The final paragraph is a plea from Ben Sirach to his son to care for him in his old age, even if he gets dementia. And I suspect his son did because his son’s son translated Grandpa’s book for future generations of Hellenistic Jews to benefit from. And God will take notice and not forget. Why? Because family was His idea and He lives in relationship within Himself.
“Do these things actually work?” Some may ask, if they come from severely abusive and dysfunctional families. I can say yes. I have seen it in my own family of origin, and more extensively in my wife’s large extended family. Perfectly? No, my wife was horribly abused by a family member of that large extended family who was not following Ben Sirach’s advice to his son.
The responsorial psalm emphasizes the importance of a grounded love relationship with God as the basis of our family relationships.
The second reading is about maintaining our relationships within the family of God, the Church.
Again, being rooted and grounded in relationship with Christ is necessary for the health of our horizontal relationships.

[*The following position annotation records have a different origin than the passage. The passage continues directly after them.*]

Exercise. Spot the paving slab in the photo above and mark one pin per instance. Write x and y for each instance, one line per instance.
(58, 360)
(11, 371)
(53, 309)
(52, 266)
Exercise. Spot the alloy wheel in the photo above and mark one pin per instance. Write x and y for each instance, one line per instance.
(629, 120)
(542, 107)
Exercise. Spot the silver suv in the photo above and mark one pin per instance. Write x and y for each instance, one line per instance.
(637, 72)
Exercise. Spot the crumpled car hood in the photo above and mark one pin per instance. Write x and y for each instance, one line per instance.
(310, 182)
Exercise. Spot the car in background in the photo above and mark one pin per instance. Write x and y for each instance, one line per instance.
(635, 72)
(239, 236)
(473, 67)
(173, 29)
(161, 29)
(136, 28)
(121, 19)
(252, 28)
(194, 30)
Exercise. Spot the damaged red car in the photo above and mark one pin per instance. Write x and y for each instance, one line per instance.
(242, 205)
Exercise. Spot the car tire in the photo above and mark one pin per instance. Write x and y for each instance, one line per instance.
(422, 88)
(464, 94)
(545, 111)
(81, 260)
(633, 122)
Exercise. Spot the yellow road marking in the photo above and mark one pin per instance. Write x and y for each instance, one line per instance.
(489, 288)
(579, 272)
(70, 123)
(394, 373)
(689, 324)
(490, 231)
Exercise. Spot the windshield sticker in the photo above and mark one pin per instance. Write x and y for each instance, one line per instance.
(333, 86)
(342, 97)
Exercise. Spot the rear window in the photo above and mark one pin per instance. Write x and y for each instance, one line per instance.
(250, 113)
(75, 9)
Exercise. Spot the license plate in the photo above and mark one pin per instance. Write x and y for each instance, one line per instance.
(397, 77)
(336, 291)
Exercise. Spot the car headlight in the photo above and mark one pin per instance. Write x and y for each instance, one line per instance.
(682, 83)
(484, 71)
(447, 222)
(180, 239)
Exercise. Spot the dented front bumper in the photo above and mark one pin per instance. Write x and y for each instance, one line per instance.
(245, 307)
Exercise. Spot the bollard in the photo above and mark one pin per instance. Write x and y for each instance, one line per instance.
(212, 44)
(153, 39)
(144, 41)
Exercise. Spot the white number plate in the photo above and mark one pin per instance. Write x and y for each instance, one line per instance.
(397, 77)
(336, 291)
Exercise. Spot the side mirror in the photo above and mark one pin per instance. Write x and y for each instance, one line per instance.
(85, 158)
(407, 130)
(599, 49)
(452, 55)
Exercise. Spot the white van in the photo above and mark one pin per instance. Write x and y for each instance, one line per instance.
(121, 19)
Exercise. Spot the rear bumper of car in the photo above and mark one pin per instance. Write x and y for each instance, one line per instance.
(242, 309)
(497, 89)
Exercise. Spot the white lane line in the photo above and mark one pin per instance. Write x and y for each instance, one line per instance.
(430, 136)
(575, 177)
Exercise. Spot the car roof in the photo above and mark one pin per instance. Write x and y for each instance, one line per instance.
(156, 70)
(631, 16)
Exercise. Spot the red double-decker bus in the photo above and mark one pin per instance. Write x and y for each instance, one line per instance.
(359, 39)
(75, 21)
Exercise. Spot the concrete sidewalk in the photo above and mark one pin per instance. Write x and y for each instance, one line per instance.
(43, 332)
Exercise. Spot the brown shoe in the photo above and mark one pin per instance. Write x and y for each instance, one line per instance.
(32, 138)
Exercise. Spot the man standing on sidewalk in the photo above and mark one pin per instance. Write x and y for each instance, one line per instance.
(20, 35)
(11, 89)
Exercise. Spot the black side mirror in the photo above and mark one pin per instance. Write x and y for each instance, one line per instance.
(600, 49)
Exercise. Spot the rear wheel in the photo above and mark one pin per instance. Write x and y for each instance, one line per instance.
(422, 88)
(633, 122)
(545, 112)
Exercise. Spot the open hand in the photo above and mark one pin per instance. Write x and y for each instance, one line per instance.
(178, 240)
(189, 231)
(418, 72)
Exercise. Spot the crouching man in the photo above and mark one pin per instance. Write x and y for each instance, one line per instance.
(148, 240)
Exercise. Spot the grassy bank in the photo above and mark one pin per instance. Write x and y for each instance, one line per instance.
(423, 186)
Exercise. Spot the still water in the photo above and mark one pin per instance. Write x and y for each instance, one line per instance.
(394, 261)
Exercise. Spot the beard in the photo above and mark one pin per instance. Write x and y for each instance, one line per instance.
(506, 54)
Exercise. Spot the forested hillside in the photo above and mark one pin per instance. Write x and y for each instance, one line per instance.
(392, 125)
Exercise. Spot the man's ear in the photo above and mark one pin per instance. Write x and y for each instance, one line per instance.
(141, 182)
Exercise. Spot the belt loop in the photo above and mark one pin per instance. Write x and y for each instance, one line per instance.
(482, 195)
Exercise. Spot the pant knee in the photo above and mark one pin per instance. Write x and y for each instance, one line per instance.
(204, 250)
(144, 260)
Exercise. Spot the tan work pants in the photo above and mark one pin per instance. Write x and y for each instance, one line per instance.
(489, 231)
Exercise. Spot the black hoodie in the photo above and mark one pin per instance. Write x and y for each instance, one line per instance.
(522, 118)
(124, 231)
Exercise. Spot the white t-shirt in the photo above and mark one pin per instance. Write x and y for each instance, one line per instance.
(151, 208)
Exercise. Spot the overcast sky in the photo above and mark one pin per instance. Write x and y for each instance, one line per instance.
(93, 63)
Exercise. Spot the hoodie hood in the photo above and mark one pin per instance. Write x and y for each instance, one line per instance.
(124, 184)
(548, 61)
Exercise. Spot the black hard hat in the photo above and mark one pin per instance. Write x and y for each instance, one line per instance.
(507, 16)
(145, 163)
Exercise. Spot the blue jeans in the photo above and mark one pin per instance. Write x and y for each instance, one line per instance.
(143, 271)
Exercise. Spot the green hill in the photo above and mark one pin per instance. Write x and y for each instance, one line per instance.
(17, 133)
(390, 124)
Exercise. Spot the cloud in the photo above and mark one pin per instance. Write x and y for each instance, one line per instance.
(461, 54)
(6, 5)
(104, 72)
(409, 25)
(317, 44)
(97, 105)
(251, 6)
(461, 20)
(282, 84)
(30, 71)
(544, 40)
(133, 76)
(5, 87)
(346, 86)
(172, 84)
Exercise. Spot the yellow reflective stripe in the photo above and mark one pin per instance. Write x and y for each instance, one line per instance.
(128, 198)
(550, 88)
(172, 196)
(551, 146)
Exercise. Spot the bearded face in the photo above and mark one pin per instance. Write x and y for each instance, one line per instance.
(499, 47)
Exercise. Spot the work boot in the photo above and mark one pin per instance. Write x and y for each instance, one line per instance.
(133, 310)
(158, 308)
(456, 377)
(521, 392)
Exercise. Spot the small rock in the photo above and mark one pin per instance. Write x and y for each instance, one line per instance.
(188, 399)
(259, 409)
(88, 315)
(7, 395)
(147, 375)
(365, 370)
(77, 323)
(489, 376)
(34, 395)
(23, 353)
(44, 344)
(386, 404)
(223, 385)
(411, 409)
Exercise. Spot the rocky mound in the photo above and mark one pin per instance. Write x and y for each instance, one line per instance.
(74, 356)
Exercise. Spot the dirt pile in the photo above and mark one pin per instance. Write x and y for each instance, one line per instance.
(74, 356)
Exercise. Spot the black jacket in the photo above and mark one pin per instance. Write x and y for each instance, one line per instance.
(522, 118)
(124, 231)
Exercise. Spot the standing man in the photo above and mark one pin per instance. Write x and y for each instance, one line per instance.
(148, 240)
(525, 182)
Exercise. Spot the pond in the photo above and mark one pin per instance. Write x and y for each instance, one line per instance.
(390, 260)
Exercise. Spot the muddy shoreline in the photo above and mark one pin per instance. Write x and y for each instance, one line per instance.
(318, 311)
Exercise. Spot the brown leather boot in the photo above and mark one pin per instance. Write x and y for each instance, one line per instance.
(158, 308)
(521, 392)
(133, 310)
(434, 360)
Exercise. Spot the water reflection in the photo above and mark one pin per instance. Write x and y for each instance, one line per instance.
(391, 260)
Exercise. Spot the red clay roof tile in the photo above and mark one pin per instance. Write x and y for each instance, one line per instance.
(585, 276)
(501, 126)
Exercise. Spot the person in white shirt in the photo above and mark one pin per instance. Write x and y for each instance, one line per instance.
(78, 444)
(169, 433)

The Holy Family of Jesus, Mary and Joseph is our example. I wish I had time to develop written reflections on all the readings. But there is something I did notice, which would seem to bolster the perpetual virginity of Mary. When the Lord is telling Joseph to flee to Egypt, He always says, “take the child and his mother…” and not “the child and your wife.” Mary was the spouse of the Holy Spirit. I remember when I first heard that from our priest in my last parish and the light bulb came on: “Of course!”
Families are God’s idea, and what we do in our families can influence them towards God or away from Him for generations. We can build up or tear down. For those of us who come from destructive backgrounds, let me encourage you that God can use you to create a new beginning and direction for your family tree, to bring blessing on it instead of cursing. I have seen it happen many times. But of first importance is your own relationship with the Holy Trinity and the Holy Family of Jesus, Mary and Joseph. That will provide the basis for the change on down the line.